Midivid

From MultimediaWiki
Jump to navigation Jump to search

Midivid is a video codec developed by Jason Dorie of BlackBox Games (later acquired by Electronic Arts). It reportedly has a lot in common with MPEG-2, while claiming better compression ratios than MPEG-2.

MidiVid

First version of MidiVid codec uses LZSS compression, vector quantisation and simple hold-and-modify approach.

Frame header (all data is little-endian):

  • 32-bit frame size (can be not set)
  • 32-bit always zero?
  • 32-bit uncompressed flag (1 means the rest of frame is compressed with LZSS)

Frame data:

  • 16-bit number of vectors
  • 16-bit intra frame flag (i.e. no update mask present)
  • (inter only) 32-bit number of blocks to update
  • (inter only) update mask - one bit per each 4x4 block
  • vector data (each vector is 2x2 YUV block without any subsampling, so 12 bytes per each vector)
  • (for frames with more than 256 vector) top index bits
  • index bits (one byte per each 2x2 block)

Decoding process:

 num_vecs = get16le(src); src += 2;
 is_intra = get16le(src); src += 2;
 if (is_intra) {
   num_blocks = (w / 2) * (h / 2);
 } else {
   num_blocks = get32le(src); src += 2;
   update_mask = src;
   src += (w >> 5) * (h >> 2);
 }
 vec_data = src;
 src += num_vecs * 12;
 if (num_vecs <= 256)
   indices = src;
 else {
   idx9data = src;
   indices = idx9data + (num_blocks + 7) / 8;
 }
 
 idx9bits = 0;
 idx9val = 0;
 for (y = 0; y < h; y += 2) {
   for (x = 0; x < w; x += 2) {
     if (!is_intra && update mask bit set for x/4,y/4 block)
       continue;
     if (num_vecs <= 256) {
       idx = *indices++;
     } else {
       if (idx9bits == 0) {
         idx9val = *idx9data++;
         idx9bits = 8;
       }
       idx9bits--;
       idx = *indices++ | (((idx9val >> (7 - idx9bits)) & 1) << 8);
     }
     output vec[idx] as 2x2 block;
   }
 }

LZSS Algorithm

It's the straightforward implementation.

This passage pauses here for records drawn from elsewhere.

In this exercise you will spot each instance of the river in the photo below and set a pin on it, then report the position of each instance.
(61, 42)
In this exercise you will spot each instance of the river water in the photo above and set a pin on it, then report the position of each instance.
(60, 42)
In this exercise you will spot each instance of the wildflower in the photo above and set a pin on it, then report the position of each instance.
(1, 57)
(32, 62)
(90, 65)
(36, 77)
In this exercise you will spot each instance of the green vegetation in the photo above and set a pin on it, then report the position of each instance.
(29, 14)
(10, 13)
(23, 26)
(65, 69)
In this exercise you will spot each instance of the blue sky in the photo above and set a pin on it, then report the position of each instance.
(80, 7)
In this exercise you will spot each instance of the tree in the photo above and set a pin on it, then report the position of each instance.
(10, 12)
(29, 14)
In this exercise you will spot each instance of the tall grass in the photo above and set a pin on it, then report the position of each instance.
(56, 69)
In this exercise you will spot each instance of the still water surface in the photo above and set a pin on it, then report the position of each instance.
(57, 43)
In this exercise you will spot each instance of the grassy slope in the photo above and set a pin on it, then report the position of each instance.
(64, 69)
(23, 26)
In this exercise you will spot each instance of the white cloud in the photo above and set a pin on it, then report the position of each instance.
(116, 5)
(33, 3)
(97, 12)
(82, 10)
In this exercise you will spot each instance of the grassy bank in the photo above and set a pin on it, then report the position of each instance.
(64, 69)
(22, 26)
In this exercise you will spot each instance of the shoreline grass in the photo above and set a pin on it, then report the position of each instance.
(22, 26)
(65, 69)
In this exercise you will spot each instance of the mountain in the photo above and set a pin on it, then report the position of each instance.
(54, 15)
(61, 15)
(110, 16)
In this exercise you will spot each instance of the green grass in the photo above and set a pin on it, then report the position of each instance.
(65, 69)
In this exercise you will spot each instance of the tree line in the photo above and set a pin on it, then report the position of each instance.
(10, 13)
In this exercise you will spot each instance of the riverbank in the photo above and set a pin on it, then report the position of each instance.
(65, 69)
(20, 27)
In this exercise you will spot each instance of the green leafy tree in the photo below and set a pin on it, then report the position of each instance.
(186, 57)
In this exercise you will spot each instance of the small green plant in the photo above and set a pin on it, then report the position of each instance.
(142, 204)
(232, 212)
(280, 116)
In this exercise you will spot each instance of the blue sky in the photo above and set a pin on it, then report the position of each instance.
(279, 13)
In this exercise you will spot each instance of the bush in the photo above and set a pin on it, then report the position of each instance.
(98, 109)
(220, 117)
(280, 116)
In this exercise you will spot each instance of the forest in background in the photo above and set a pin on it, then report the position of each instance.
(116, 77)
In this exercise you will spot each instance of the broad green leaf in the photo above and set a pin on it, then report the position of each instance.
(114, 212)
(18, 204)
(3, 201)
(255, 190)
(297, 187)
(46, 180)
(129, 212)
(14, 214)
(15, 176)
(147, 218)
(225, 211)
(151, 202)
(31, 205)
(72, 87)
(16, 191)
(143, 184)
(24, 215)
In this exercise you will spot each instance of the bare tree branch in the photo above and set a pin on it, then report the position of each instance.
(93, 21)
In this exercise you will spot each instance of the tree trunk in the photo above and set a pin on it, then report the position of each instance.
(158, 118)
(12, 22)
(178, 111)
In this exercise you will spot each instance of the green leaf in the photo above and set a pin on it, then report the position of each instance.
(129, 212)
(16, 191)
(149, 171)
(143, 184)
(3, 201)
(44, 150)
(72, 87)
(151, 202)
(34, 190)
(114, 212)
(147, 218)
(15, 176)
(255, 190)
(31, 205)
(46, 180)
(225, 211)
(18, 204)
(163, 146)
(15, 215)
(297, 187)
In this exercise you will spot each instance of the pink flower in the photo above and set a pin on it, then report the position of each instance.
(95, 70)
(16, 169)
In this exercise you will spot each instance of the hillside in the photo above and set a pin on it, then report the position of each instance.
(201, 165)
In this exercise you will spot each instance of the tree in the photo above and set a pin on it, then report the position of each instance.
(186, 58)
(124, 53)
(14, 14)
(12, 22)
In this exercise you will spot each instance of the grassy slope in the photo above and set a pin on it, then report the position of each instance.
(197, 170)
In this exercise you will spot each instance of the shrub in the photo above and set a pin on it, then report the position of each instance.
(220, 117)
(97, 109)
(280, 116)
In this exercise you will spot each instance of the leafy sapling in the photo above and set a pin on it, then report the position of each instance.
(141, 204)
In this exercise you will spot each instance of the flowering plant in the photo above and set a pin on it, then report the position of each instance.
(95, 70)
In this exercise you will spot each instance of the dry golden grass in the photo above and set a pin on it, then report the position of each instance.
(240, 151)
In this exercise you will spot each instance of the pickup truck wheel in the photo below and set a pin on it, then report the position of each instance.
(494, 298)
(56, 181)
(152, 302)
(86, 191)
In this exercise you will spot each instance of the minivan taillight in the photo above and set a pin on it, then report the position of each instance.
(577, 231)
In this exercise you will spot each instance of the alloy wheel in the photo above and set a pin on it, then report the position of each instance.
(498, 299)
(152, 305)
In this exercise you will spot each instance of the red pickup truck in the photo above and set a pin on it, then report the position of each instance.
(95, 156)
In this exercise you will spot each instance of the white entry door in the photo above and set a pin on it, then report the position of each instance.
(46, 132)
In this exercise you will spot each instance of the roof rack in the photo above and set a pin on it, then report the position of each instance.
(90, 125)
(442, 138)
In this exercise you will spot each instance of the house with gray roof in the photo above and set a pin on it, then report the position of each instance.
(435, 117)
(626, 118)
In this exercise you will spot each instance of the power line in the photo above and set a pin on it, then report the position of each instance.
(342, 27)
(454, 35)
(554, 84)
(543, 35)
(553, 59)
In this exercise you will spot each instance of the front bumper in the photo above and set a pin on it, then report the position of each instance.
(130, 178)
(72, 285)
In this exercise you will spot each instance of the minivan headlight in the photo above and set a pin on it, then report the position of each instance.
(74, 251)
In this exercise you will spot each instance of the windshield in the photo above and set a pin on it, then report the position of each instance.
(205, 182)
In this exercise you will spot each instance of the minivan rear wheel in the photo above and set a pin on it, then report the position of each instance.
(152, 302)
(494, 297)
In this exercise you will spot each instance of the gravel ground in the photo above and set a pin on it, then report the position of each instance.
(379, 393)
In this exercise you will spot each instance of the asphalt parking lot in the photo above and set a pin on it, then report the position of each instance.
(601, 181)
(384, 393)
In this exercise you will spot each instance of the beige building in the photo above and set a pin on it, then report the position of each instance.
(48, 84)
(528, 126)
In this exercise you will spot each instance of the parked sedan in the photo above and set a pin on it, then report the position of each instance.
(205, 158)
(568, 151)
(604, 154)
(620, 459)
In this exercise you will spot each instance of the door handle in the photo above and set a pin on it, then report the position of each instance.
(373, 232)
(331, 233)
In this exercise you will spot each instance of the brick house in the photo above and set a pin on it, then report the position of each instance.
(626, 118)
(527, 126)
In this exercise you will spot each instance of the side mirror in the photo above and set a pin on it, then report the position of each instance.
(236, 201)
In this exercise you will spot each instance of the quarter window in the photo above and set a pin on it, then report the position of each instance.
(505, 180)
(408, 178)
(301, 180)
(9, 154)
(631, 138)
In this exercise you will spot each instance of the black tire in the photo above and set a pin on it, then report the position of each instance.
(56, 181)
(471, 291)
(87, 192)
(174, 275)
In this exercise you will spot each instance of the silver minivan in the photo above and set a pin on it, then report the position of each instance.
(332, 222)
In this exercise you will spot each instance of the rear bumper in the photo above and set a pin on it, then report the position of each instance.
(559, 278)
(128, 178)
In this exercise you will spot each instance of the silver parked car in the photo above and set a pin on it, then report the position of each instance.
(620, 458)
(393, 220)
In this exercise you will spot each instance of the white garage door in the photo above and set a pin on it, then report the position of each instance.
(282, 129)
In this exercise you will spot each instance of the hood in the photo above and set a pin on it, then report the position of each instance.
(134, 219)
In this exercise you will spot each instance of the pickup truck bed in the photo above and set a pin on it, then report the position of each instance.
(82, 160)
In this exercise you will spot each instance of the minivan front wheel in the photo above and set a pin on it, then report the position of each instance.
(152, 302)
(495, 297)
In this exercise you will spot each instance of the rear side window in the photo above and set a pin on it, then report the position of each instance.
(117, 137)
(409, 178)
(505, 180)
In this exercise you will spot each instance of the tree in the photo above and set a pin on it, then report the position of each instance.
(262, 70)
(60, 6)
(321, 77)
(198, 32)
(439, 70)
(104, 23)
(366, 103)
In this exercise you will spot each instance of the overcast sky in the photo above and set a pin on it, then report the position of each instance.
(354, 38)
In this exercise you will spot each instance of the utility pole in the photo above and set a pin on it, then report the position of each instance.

First you have 16-bit flags and then literals or matches:

 for (;;) {
   op = src[0] | (src[1] << 8);
   src += 2;
   for (i = 0; i < 16; i++) {
     if no data left { return; }
     if (op & 1) {
       offset = ((src[0] & 0xF0) << 4) | src[1];
       length = (src[0] & 0xF) + 3;
       src += 2;
       for (j = 0; j < length; j++)
         dst[j] = dst[j - offset];
       dst += length;
     } else {
       *dst++ = *src++;
     }
     op >>= 1;
   }
 }

MidiVid Lossless

This codec combines several compression methods and each frame can have a different one. Known types (determined by 32-bit little-endian word at the start):

  • BWTZ - data is compressed with method borrowed from some BTW compressor;
  • BWTF - the same but data is split into several chunks, each preceded by 32-bit chunk size;
  • LZSS - data is compressed with the same LZSS scheme the original MidiVid codec uses.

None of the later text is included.